Prague became especially attractive for foreign language teachers, since it has a very exciting fame for its night life. There are also smaller towns in the industrialized sectors of the country or in the capital of Moravia. The smaller centers offer much more varied positions; qualified instructors can chose to work either in the public sector or the private sector. The public sector is much more secure as some schools offer accommodations and health insurance.
Teachers in public schools earn approximately $500 USD per month and private schools may pay from $600 USD to $800 USD per month. Private lessons can be charged from $10 to $14 USD per hour. Accommodations are challenging to find and finding a roommate is the best way to go, as monthly rental payments can cost from $180 USD to $300 USD. Cost of living is very cheap especially for anything that is locally produced. The best time to apply for jobs is June, right before the academic year and it is best to get started on your paperwork before leaving your country. Czech students are known to be very easy to work with.

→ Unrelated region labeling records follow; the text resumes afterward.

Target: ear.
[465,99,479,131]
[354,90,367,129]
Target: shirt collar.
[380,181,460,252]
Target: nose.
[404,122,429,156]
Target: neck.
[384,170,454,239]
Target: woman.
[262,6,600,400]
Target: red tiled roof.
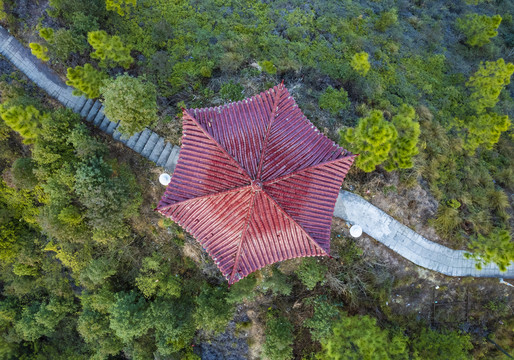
[156,84,355,284]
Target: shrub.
[457,14,502,47]
[262,313,294,360]
[350,51,371,76]
[105,0,137,16]
[87,30,134,69]
[340,110,398,172]
[296,257,327,290]
[318,86,350,115]
[375,9,398,32]
[384,105,421,171]
[220,81,244,101]
[100,74,158,136]
[464,229,514,271]
[29,43,50,61]
[66,64,108,99]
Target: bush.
[340,110,398,172]
[318,86,350,115]
[66,64,108,99]
[29,43,50,61]
[456,14,502,47]
[100,74,158,136]
[296,257,327,290]
[87,30,134,69]
[220,81,244,102]
[350,51,371,76]
[262,313,294,360]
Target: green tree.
[193,285,234,334]
[87,30,134,69]
[296,257,328,290]
[100,74,158,136]
[411,329,473,360]
[66,64,108,99]
[340,110,398,172]
[456,14,502,47]
[384,104,421,171]
[318,86,350,115]
[0,104,47,144]
[262,313,294,360]
[464,229,514,271]
[350,51,371,76]
[109,290,152,343]
[105,0,137,16]
[317,313,408,360]
[136,253,182,298]
[466,59,514,113]
[29,43,50,61]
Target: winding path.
[0,27,514,278]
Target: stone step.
[93,106,105,126]
[80,99,94,117]
[133,129,152,154]
[86,100,102,122]
[148,137,164,163]
[164,146,180,172]
[141,132,159,158]
[105,116,118,135]
[98,115,111,131]
[127,132,143,150]
[155,142,173,166]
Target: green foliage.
[317,314,408,360]
[66,64,108,99]
[384,104,421,171]
[39,28,55,44]
[193,285,234,334]
[11,158,38,190]
[259,267,293,295]
[296,257,327,290]
[262,313,294,360]
[464,229,514,271]
[100,74,158,136]
[109,291,152,342]
[0,104,46,144]
[411,329,473,360]
[136,253,182,298]
[105,0,137,16]
[259,60,277,75]
[87,30,134,69]
[318,86,350,115]
[303,297,340,341]
[29,43,50,61]
[456,14,502,47]
[340,110,398,172]
[375,9,398,32]
[227,274,257,304]
[466,59,514,114]
[220,81,244,102]
[350,51,371,76]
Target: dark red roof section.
[157,84,355,284]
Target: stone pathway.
[0,27,514,278]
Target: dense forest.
[0,0,514,360]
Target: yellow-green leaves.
[87,30,134,69]
[341,110,398,172]
[66,64,108,99]
[350,51,371,76]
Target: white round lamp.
[350,225,362,238]
[159,173,171,186]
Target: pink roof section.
[156,84,355,284]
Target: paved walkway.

The Czech Republic has undergone many changes in the 20th century; after World War I, it broke away from the Austrian-Hungarian Empire becoming Czechoslovakia. After the Second World War, the nation fell under the Soviet communist regime. This was a very arduous oppressive part of its history. It was not until 1989 that the country emerged from the iron curtain and peacefully became the Czech Republic, joining the European Union in 2004.
Located in the middle of Europe, the country is surrounded by Germany just to the northwest, Poland to the northeast, and Austria and Slovakia to the south. The population is approximately 10 million people. The Czech Republic shows all indications of a prosperous country. Government run public services have slowly been restructured and the Euro currency has provided a very strong monetary base. The currency is the Czech Koruna, which is approximately .05 USD.
The Czech Republic is encircled by Bohemian mountains and two large rivers: the Elbe and the Vltava. The climate is characteristically continental; in the winter temperatures range from 14 F to 35 F and the mountainous areas get plenty of snowfall. The summers are cool with temperatures ranging from 57 F to 73 F.
There are lots of small villages that are great to visit. You can find lots of spas in Moravia. Kutna Hora, which is out of the way and unblemished by tourism, is known for its charming architecture of both Baroque and Goth styles.
Prague has become the heart and soul of the Czech Republic; it is currently one of the most popular European tourist destinations! The city is overflowing with mythical architecture such as medieval churches, a maze of cobblestone passages and surrounded by an 11th century castle. The night life is very sophisticated for quite a small city; there are entertainment options for every type of budget. Czech people are warm and unassuming toward visitors.